Au vu de leur détermination, il est peu probable que les manifestants présents à Kiev et dans toutes les grandes villes du pays (de nombreuses mairies ont été prises et sont occupées par les manifestants) se content de se disperser. La situation pourrait dégénérer dramatiquement si les forces de sécurité, certes violentes mais qui n’ont pour le moment pas usé de leurs armes à feu, venaient à répliquer. On ne serait alors plus très loin d’une guerre civile où une partie de l’armée pourrait se ranger du côté de l’opposition tandis que l’autre resterait fidèle au régime.

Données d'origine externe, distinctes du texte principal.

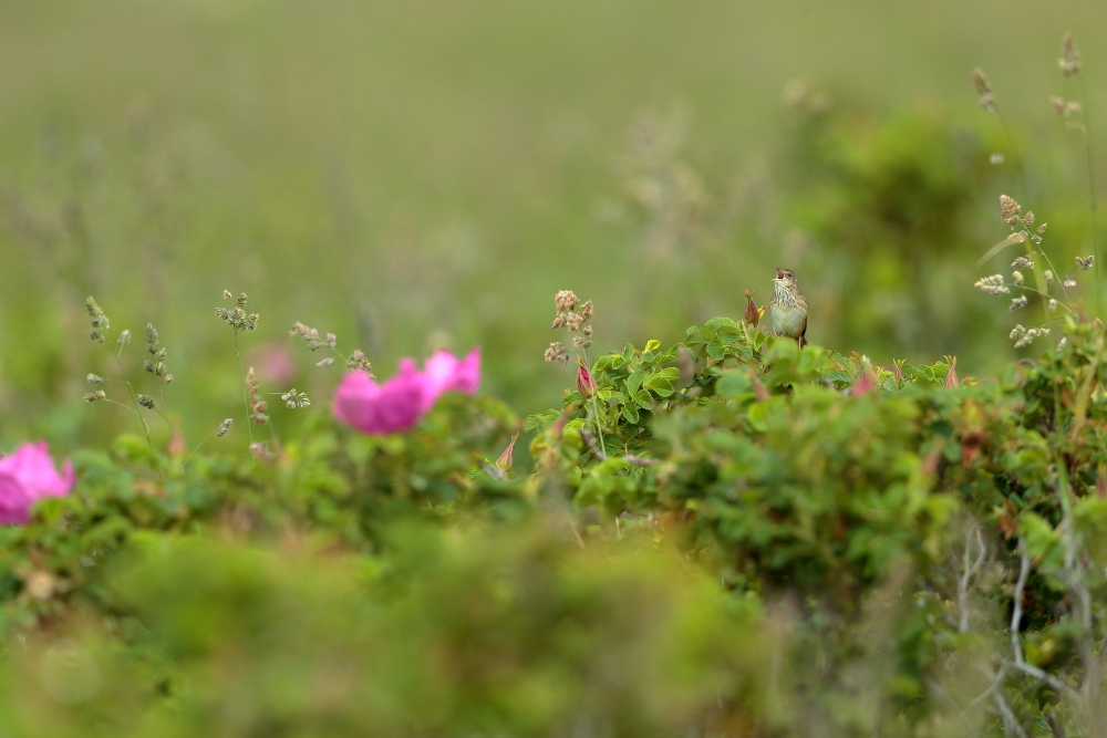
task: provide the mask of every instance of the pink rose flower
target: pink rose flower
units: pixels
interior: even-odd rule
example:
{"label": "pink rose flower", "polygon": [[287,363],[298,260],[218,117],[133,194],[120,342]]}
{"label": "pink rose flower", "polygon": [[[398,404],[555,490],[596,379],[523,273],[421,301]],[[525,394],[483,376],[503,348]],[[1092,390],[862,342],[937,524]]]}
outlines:
{"label": "pink rose flower", "polygon": [[400,373],[384,384],[365,372],[350,372],[334,393],[334,415],[362,433],[406,430],[423,417],[424,385],[411,358],[402,360]]}
{"label": "pink rose flower", "polygon": [[361,433],[397,433],[413,428],[444,392],[473,394],[479,384],[479,349],[464,360],[438,351],[422,372],[414,360],[401,360],[400,372],[384,384],[349,372],[334,393],[334,416]]}
{"label": "pink rose flower", "polygon": [[66,495],[74,481],[69,460],[58,474],[46,441],[20,445],[14,454],[0,458],[0,523],[27,522],[39,498]]}

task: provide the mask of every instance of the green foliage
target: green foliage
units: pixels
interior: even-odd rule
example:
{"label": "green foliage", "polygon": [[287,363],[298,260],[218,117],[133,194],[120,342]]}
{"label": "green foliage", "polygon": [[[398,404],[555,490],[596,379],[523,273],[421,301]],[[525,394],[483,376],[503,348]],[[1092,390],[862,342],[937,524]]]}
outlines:
{"label": "green foliage", "polygon": [[1107,622],[1107,352],[1064,334],[959,382],[715,319],[597,358],[594,404],[524,424],[526,477],[490,461],[514,416],[467,395],[402,435],[312,416],[269,465],[157,459],[163,482],[121,437],[0,531],[3,726],[1075,731]]}

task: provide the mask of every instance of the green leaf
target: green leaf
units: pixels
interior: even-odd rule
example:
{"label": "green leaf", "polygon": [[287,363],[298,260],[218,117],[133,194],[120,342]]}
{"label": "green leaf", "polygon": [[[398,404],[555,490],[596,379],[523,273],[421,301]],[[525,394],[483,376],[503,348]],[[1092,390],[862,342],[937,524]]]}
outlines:
{"label": "green leaf", "polygon": [[633,396],[638,392],[639,387],[642,386],[642,380],[645,378],[644,372],[634,372],[629,377],[627,377],[627,394]]}
{"label": "green leaf", "polygon": [[638,414],[638,405],[634,403],[627,403],[622,406],[622,416],[627,418],[627,423],[632,425],[638,425],[640,416]]}
{"label": "green leaf", "polygon": [[716,362],[721,362],[726,357],[726,345],[718,339],[712,339],[708,341],[706,350],[707,355]]}
{"label": "green leaf", "polygon": [[735,323],[735,322],[734,322],[733,320],[731,320],[730,318],[712,318],[712,319],[711,319],[710,321],[707,321],[707,322],[706,322],[706,323],[704,323],[704,324],[705,324],[705,325],[706,325],[706,326],[707,326],[708,329],[711,329],[712,331],[717,331],[717,330],[718,330],[720,328],[722,328],[723,325],[726,325],[726,326],[728,326],[728,328],[737,328],[737,326],[738,326],[738,324],[737,324],[737,323]]}

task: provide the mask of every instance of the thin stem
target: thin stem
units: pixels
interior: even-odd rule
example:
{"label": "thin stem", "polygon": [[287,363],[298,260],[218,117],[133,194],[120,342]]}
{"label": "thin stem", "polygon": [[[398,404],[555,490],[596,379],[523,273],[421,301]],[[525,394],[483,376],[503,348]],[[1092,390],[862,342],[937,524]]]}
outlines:
{"label": "thin stem", "polygon": [[1015,146],[1015,137],[1011,134],[1011,128],[1007,126],[1007,119],[1003,117],[1003,113],[1000,112],[1000,106],[994,106],[995,117],[1000,122],[1000,127],[1003,128],[1003,135],[1007,138],[1007,147],[1011,149],[1012,158],[1014,158],[1015,174],[1018,176],[1018,181],[1022,185],[1023,196],[1030,197],[1030,187],[1026,185],[1026,169],[1023,167],[1023,157],[1018,153],[1018,147]]}
{"label": "thin stem", "polygon": [[[246,373],[242,371],[242,354],[238,351],[238,331],[235,331],[235,356],[238,357],[238,378],[242,381],[242,402],[246,404],[246,432],[250,435],[250,446],[254,446],[254,428],[250,427],[250,393],[246,388]],[[251,454],[252,455],[252,454]],[[258,457],[254,457],[257,464]]]}
{"label": "thin stem", "polygon": [[114,399],[108,399],[107,397],[105,397],[104,399],[101,399],[101,401],[97,401],[97,402],[102,402],[102,403],[111,403],[112,405],[118,405],[120,407],[122,407],[122,408],[123,408],[123,409],[125,409],[126,412],[128,412],[128,413],[134,413],[134,414],[135,414],[135,415],[137,415],[137,416],[138,416],[139,418],[142,418],[142,414],[141,414],[141,413],[139,413],[138,410],[136,410],[135,408],[131,407],[130,405],[124,405],[123,403],[120,403],[120,402],[116,402],[116,401],[114,401]]}
{"label": "thin stem", "polygon": [[1080,85],[1080,110],[1084,111],[1084,148],[1088,162],[1088,211],[1092,215],[1092,248],[1096,257],[1096,316],[1103,318],[1103,281],[1099,271],[1099,216],[1096,187],[1095,155],[1092,148],[1092,119],[1088,117],[1088,89],[1084,77],[1077,74]]}
{"label": "thin stem", "polygon": [[205,436],[204,440],[201,440],[199,444],[196,445],[196,448],[193,449],[193,453],[189,454],[188,458],[186,458],[185,461],[184,461],[184,464],[180,465],[180,468],[184,469],[186,466],[188,466],[188,462],[193,460],[193,457],[196,456],[196,454],[200,450],[200,447],[204,444],[206,444],[208,440],[210,440],[211,436],[214,436],[217,433],[219,433],[219,428],[216,428],[215,430],[213,430],[211,433],[209,433],[207,436]]}
{"label": "thin stem", "polygon": [[[580,353],[583,354],[583,356],[584,356],[584,363],[588,364],[588,372],[589,372],[588,376],[589,376],[589,380],[592,381],[592,382],[594,382],[594,380],[591,378],[591,376],[592,376],[592,374],[591,374],[591,372],[592,372],[592,364],[591,364],[591,362],[588,361],[588,349],[584,349],[583,346],[581,346]],[[592,392],[592,396],[590,397],[590,399],[592,402],[592,418],[596,422],[596,435],[600,439],[600,453],[603,454],[603,458],[606,459],[606,458],[608,458],[608,449],[607,449],[607,446],[604,446],[604,444],[603,444],[603,426],[600,425],[600,406],[596,402],[596,392],[594,391]]]}
{"label": "thin stem", "polygon": [[[161,377],[159,377],[161,378]],[[162,407],[165,408],[165,413],[158,410],[158,415],[165,418],[165,425],[169,428],[169,435],[173,435],[173,424],[169,423],[167,415],[169,414],[169,405],[165,402],[165,381],[162,381],[162,386],[157,388],[158,395],[162,397]]]}
{"label": "thin stem", "polygon": [[146,425],[146,418],[143,417],[142,410],[138,409],[138,396],[135,394],[134,387],[131,386],[131,377],[127,376],[127,371],[123,367],[122,354],[123,346],[120,346],[120,350],[115,352],[115,363],[120,365],[120,373],[123,375],[124,383],[127,385],[127,392],[131,393],[131,401],[135,404],[135,414],[138,416],[138,422],[142,423],[142,430],[146,435],[146,445],[149,446],[149,453],[155,460],[154,470],[157,471],[157,480],[165,481],[162,478],[162,467],[156,464],[157,451],[154,450],[154,441],[149,438],[149,426]]}

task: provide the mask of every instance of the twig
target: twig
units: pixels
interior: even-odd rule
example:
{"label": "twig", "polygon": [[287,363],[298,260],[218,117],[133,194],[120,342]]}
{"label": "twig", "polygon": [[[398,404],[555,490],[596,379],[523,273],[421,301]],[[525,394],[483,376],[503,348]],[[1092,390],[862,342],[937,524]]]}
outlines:
{"label": "twig", "polygon": [[1018,638],[1018,622],[1023,619],[1023,591],[1026,589],[1026,580],[1031,575],[1031,557],[1026,553],[1026,537],[1018,537],[1020,570],[1018,582],[1015,583],[1014,605],[1011,613],[1011,651],[1014,655],[1014,667],[1024,674],[1033,676],[1035,679],[1045,682],[1059,693],[1073,694],[1072,685],[1062,682],[1052,674],[1043,672],[1037,666],[1027,664],[1023,657],[1023,644]]}

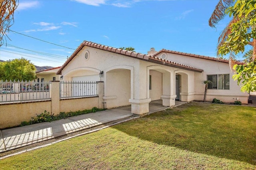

Face au blocage interne, il serait bon de sortir définitivement de l’image d’une opposition frontale entre pro-russes et pro-européens et que l’UE et le Kremlin coopèrent. Les deux puissances apparaissent comme les seules pouvant rétablir l’ordre par la médiation mais aussi, si cela échoue, par une intervention concertée. En effet, en Ukraine mais aussi en Russie et au sein de l’UE, l’idée d’une intervention militaire pour rétablir le calme dans un pays qui s’enfonce dans la crise et la violence fait son chemin. Sans m’engager sur la pente glissante du débat sur l’ingérence, il reste clair qu’une intervention unilatérale de la Russie ou de l’UE (une intervention de l’OTAN serait inacceptable pour la Russie mais peut-être aussi pour la population ukrainienne) ne ferait qu’exacerber la division au sein de la population et donnerait du grain à moudre à tous ceux qui voient en l’accord d’association avec l’UE d’une part, en la politique russe de l’autre, des tentatives d’inféodation de la politique ukrainienne.

Guerre civile

Une intervention militaire extérieure n’est évidemment pas souhaitable contrairement à une solution de médiation pacifique, mais si l’impasse et le déchaînement de violence persistent et qu’une telle décision devait être prise, l’intervention devra être concertée. Et l’on est, d’après les commentaires entendus à Kiev, plus proche d’une telle opération que nous, citoyens français et européens, ne pourrions le croire.

Aujourd’hui, je n’ai pas peur de le dire : on assiste en Ukraine à la crise la plus grave depuis les conflits balkaniques ayant agité les Etats de l’ex-Yougoslavie et notamment la Serbie et le Kosovo à la fin des années 90.

L’échec de la trêve devant permettre des négociations incluant les ministres des Affaires étrangères internationaux en visite (Russie, France, Pologne notamment), les dizaines de morts à Kiev, les cas de procès sommaires et de torture perpétrés par une frange des opposants le confirment : le pays s’enfonce dans une guerre civile et dans un tunnel dont la sortie ne se dessine aucunement à l’horizon.

Par Quentin Boulanger, co-fondateur de l'association de promotion de la coopération territoriale et des jumelages "Nord-Europe".